The men looked puzzled.

"The point is this," said Javert and spread his palms sideways on the table, as if measuring a fish, or something rather less decent. "Twenty years ago, the police of Paris was very sick. Practically at death's door. Contagion was overcoming it. The city could not handle all the new people pouring into it, and all the malefactors that the crowds brought with them. Thieves ran wild. Who knows how far it might have gone, had Vidocq not introduced himself into the feeble arm-vein of the police and poured in some new blood. The police was rejuvenated - it became more alert, it was able to handle the illness of the city a bit better - enough to give the citizens hope. But years went by, and as the new blood kept pouring in, the citizen body began to reject it. What used to be a mechanism of rejuvenation became yet another illness. I am describing to you the opinion of the authorities, the best I understand it. So if my suspicions come to pass, and the Prefecture does turn you out, don't take it as a slight against you personally. At the end of the day, we all serve at the pleasure of the magistrates. And they want to drain some of that unsuitable blood back out. That's life."

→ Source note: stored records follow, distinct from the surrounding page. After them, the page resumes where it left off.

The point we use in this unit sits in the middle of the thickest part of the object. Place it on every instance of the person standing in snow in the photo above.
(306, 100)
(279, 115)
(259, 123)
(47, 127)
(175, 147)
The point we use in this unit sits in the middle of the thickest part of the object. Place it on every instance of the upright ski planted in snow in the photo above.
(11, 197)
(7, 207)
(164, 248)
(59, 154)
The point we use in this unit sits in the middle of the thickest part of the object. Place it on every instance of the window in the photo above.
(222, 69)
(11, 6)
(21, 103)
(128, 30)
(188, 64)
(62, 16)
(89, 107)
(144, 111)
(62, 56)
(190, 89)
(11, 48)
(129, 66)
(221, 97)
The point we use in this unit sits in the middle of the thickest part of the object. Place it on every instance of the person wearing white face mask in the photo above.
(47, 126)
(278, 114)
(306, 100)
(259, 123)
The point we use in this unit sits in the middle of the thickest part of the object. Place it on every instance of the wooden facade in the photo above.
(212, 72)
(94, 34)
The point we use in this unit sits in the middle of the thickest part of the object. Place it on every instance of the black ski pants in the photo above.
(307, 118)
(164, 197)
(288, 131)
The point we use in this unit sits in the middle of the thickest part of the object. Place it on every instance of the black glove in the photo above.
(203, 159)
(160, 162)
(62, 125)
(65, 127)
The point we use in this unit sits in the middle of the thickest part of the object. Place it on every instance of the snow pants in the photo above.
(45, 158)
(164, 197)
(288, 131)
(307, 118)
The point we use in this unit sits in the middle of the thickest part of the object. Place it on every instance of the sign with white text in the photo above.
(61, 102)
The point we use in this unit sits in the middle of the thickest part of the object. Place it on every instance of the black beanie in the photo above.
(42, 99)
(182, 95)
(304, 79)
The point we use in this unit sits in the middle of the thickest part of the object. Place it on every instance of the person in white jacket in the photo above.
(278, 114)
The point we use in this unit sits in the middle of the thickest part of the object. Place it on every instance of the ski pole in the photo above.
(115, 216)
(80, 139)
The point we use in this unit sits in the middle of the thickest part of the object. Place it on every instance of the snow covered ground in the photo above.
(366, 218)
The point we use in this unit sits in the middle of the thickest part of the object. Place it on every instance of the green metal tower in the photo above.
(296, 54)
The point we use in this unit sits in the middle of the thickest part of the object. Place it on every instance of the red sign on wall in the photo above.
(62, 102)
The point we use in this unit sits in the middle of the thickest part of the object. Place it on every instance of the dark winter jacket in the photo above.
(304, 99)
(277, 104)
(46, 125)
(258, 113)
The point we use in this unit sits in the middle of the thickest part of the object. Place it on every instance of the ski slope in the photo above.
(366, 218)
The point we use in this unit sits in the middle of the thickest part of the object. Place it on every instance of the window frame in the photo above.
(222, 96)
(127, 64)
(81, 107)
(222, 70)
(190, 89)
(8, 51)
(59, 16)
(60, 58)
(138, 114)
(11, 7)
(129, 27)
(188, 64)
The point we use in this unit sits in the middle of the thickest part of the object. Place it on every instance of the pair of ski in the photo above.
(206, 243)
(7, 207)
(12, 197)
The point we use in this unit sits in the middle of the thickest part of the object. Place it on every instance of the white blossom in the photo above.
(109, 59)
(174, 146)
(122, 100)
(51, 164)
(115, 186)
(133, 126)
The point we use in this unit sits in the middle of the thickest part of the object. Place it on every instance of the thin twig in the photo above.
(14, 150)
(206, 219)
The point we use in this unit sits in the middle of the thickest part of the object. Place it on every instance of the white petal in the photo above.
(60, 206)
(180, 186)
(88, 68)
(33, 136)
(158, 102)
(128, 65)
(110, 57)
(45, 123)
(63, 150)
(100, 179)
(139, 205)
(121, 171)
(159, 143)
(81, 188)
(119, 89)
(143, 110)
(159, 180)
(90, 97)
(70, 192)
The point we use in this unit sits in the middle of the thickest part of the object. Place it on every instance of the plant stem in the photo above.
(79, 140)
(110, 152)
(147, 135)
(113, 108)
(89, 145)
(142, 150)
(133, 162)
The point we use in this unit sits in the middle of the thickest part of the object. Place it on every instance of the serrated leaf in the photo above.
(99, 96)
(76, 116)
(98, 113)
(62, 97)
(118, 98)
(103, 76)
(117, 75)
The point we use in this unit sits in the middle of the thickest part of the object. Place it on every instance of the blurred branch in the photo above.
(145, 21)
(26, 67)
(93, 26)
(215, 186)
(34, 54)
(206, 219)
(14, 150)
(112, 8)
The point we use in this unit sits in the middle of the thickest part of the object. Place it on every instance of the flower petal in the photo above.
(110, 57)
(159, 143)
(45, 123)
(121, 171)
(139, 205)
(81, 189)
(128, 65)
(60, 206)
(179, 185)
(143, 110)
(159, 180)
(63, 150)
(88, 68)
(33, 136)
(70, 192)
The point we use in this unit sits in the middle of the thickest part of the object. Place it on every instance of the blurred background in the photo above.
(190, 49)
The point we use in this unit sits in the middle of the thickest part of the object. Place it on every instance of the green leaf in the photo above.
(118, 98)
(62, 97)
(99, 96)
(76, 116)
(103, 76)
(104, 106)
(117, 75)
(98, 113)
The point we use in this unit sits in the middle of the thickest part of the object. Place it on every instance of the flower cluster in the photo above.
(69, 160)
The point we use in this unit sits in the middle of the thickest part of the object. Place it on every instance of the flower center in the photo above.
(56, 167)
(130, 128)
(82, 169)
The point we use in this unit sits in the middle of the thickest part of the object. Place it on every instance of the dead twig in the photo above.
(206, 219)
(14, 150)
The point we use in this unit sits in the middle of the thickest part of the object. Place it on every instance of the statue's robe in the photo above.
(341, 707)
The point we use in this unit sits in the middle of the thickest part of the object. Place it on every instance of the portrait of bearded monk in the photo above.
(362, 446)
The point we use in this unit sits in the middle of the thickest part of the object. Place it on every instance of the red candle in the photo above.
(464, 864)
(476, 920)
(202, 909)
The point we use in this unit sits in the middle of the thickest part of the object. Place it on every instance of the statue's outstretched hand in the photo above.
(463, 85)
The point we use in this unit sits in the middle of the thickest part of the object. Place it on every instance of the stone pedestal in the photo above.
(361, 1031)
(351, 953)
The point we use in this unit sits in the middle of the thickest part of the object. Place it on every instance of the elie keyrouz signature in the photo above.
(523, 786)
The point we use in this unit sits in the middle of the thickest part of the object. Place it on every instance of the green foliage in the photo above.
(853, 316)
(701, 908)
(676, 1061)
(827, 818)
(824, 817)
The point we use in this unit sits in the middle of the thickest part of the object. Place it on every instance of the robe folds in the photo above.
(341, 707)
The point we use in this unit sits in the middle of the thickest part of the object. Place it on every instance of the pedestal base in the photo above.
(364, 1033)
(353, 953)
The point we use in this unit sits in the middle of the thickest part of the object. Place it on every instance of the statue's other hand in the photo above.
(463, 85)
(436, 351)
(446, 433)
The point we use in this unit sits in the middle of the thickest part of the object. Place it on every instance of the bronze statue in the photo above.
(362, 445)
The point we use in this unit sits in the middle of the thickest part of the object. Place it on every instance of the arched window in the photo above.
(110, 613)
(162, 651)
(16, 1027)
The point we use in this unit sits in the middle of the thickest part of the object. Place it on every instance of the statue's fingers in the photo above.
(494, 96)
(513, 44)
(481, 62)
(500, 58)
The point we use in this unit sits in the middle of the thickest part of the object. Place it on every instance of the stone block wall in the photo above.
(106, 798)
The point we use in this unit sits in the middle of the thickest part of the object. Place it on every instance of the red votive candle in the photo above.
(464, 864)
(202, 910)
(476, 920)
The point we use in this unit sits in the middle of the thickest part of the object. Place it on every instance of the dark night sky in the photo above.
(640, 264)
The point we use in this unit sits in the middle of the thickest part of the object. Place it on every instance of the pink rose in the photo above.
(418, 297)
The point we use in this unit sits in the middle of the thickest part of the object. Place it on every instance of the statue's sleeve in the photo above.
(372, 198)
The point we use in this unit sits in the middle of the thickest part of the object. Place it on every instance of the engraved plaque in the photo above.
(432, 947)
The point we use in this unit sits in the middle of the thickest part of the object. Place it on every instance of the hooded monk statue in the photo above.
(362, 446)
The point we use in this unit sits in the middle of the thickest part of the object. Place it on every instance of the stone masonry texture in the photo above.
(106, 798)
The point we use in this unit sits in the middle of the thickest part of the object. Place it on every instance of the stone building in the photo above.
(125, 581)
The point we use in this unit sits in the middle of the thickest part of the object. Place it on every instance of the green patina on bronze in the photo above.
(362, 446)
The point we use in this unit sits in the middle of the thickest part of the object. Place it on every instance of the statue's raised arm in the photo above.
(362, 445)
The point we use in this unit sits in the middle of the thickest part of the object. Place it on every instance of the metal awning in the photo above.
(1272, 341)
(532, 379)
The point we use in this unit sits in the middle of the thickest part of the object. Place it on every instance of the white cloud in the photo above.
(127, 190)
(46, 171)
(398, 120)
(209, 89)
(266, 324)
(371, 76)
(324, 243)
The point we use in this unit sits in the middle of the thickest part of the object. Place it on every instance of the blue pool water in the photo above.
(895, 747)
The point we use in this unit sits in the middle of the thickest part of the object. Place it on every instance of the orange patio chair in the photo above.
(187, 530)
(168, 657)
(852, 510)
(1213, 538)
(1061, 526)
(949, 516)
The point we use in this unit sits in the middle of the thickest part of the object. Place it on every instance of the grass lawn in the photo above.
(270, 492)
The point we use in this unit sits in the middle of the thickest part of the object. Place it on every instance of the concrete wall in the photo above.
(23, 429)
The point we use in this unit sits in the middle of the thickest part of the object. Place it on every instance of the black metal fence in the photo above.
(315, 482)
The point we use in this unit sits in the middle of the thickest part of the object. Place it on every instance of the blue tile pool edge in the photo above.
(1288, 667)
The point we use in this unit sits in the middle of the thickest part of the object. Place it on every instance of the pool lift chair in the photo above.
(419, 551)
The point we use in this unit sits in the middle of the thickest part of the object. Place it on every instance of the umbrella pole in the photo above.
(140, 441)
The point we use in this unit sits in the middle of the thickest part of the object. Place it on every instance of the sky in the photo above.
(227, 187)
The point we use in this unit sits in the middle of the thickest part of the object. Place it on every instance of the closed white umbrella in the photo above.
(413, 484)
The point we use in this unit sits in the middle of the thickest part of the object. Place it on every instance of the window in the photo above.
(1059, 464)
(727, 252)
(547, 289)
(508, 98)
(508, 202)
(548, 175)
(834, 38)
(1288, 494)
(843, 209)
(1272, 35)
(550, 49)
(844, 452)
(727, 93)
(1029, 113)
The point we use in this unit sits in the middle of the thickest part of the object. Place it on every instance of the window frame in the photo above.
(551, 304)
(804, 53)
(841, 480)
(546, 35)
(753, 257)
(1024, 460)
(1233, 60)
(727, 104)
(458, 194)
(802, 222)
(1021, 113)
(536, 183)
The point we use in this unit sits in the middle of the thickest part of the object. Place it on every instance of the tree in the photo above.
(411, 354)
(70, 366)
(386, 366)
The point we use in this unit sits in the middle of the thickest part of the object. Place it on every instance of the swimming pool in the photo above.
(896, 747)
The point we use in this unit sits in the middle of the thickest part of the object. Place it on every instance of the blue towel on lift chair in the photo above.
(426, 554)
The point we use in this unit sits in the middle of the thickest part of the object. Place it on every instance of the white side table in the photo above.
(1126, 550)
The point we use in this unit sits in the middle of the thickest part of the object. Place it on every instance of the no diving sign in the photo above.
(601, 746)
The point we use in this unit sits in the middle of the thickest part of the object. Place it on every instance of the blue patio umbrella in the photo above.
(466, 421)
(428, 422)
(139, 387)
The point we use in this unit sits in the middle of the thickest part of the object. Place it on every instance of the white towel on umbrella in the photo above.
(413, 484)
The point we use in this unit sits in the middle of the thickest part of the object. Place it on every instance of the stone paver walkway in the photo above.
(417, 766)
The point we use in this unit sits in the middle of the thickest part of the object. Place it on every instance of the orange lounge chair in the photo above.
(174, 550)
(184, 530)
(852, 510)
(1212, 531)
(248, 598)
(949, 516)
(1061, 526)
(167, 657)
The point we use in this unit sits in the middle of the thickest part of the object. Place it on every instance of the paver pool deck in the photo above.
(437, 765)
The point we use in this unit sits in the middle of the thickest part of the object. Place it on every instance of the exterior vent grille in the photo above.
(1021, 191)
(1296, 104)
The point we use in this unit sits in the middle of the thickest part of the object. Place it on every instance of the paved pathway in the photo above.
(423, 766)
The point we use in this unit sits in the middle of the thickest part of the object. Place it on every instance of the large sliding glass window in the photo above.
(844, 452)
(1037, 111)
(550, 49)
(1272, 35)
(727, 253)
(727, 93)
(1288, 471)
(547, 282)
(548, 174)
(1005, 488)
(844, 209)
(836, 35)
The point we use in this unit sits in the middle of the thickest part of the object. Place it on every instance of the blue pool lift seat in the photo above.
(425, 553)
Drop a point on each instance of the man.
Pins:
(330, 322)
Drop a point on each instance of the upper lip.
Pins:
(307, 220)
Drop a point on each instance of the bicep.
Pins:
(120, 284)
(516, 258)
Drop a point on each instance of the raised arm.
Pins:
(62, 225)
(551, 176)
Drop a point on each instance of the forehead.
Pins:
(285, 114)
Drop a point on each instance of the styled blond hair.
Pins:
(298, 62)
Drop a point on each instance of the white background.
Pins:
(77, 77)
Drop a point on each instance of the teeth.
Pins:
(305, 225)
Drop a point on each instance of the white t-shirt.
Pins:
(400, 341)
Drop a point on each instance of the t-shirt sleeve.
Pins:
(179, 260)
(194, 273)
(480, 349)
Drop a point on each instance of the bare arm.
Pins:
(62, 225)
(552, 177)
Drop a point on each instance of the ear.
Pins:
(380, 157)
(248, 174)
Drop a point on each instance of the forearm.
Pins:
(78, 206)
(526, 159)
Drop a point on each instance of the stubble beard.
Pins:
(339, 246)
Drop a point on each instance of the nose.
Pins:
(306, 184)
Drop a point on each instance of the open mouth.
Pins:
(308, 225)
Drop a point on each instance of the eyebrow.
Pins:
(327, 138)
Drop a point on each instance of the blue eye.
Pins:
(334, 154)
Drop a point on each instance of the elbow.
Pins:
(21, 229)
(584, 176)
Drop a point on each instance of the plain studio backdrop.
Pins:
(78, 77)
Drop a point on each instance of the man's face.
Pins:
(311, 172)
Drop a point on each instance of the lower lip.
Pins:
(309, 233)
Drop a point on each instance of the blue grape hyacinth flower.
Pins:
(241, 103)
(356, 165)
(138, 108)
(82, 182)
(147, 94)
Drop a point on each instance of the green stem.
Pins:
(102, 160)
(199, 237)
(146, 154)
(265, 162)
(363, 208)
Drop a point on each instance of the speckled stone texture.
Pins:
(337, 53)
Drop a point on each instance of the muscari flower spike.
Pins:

"Easy for you to say," said one of the men brusquely. "If they decide to sack all the ban-breakers, you won't be kicked out of town."

"Is that what you think?" Javert snorted. "Believe me, if they want me out as well, something useful will turn up."

A heavy silence hung over the room. Not since Toulon had Valjean seen that many gloomy faces.

"Well!" said Javert, raising his eyebrows yet again and grimacing. "Now that I've sufficiently upset everyone, you're all dismissed for the evening. Except you, m'sieur Landot. Stay a bit - we'll chat."